«Что за глупый сон? Какие блохи?»
Сквозь маленькое, заиндевевшее окошко с трудом пробивался солнечный свет. «Ясно, значит, морозно, — пришла в голову русская примета. — Холодно. Проклятая Московия, опять холодно!» Граф откинул в сторону соболью шубу, всей грудью вдохнул прохладный воздух комнаты, потянулся… но зуд напомнил о себе, и Сен-Жермен поднес руку к шее. И замер, почувствовав растущие на ней густые волосы. Растущие на ЕГО шее густые волосы. НА ЕГО ШЕЕ РОСЛА БОРОДА! Откуда?! Граф осторожно прикоснулся к подбородку — и здесь борода. На верхней губе — усы. Он рывком сел на кровати, оглянулся, пытаясь найти зеркало, но понял, что скудное убранство комнаты не позволяет рассчитывать на подобную роскошь. Кровать, сундук, поверх которого грудой навалена одежда. На грубом столе несколько книг, грязная посуда, огарок свечи в медном подсвечнике.
«Я в тюрьме?»
Граф неуверенно улыбнулся, вновь пощупал бороду — нет, не снится. Поскреб подбородок — проклятый зуд донимал все сильнее, а добраться до кожи сквозь густой волос оказалось весьма непросто. Обратил внимание на руку, точнее, на изгрызенные, обломанные ногти — НИКОГДА раньше они не выглядели столь отвратительно. Затем взгляд переместился на грязный рукав. Сен-Жермен скептически оглядел то, что некогда было чудной, тончайшего голландского полотна сорочкой, с омерзением стянул с себя сероватое рубище, скомкал и швырнул в дальний угол. И почувствовал, что стал значительно чище.

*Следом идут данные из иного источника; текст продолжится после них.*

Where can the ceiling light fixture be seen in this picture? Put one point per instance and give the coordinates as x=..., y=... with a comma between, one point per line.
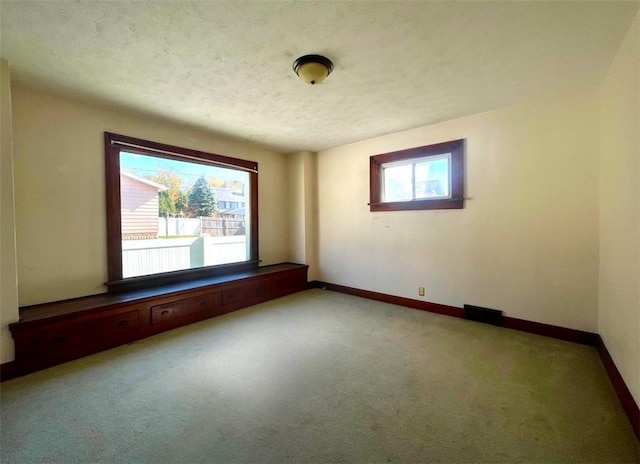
x=313, y=69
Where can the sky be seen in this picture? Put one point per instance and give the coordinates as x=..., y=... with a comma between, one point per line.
x=141, y=166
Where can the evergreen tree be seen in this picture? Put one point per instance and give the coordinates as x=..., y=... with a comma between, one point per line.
x=202, y=199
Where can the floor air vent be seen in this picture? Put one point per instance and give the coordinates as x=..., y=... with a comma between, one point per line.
x=486, y=315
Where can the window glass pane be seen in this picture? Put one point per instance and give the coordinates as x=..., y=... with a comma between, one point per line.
x=398, y=183
x=432, y=178
x=179, y=215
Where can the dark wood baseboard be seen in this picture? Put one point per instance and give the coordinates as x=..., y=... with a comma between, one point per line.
x=624, y=395
x=552, y=331
x=562, y=333
x=8, y=371
x=538, y=328
x=398, y=300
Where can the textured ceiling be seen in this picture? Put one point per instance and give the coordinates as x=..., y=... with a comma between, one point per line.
x=226, y=65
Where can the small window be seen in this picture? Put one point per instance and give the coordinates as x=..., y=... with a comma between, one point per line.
x=429, y=177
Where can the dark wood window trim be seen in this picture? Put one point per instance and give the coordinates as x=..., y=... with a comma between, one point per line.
x=115, y=143
x=455, y=147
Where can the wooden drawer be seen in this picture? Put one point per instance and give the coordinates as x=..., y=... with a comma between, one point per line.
x=182, y=308
x=80, y=336
x=247, y=291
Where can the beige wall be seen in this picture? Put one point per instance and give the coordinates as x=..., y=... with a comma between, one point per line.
x=60, y=190
x=303, y=240
x=8, y=277
x=526, y=241
x=619, y=315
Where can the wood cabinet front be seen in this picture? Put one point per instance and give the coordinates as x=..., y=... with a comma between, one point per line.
x=168, y=312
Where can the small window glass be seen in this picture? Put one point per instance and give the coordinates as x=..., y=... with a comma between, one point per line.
x=429, y=177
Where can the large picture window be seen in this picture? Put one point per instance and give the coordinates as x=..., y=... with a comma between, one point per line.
x=429, y=177
x=175, y=214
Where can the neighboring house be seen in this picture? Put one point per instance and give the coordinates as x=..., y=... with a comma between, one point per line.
x=230, y=202
x=140, y=207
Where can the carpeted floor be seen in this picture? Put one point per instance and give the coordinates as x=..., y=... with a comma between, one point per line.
x=322, y=377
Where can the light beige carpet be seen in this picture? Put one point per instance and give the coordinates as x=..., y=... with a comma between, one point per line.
x=322, y=377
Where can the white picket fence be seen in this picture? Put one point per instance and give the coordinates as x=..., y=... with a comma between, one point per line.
x=144, y=257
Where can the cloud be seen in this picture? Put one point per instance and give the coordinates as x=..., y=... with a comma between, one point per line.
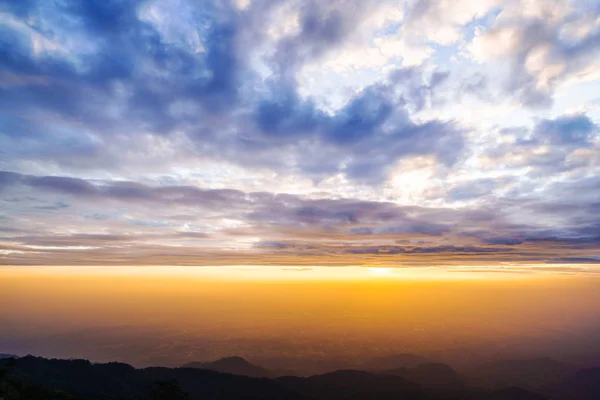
x=342, y=132
x=539, y=41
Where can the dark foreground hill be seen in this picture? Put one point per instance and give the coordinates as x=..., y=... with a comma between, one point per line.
x=36, y=378
x=232, y=365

«Что происходит, черт побери? Борода, неухоженное тело, грязная одежда…» Он попытался вспомнить последовательность событий.
«Ревель, постоялый двор, стук в дверь, Петр Нечаев: „Граф, нам пора“. Я откладываю книгу, поднимаюсь с кресла, чувствую некоторое волнение, в дверях сталкиваюсь с мужчиной в дорогом платье. Он кажется знакомым, легкое удивление: „Где мы встречались?“ Мужчина улыбается, молча кланяется. Это я. Мои манеры, мои жесты, моя улыбка. Он поедет в Европу, но некоторое время будет избегать столиц и общества…»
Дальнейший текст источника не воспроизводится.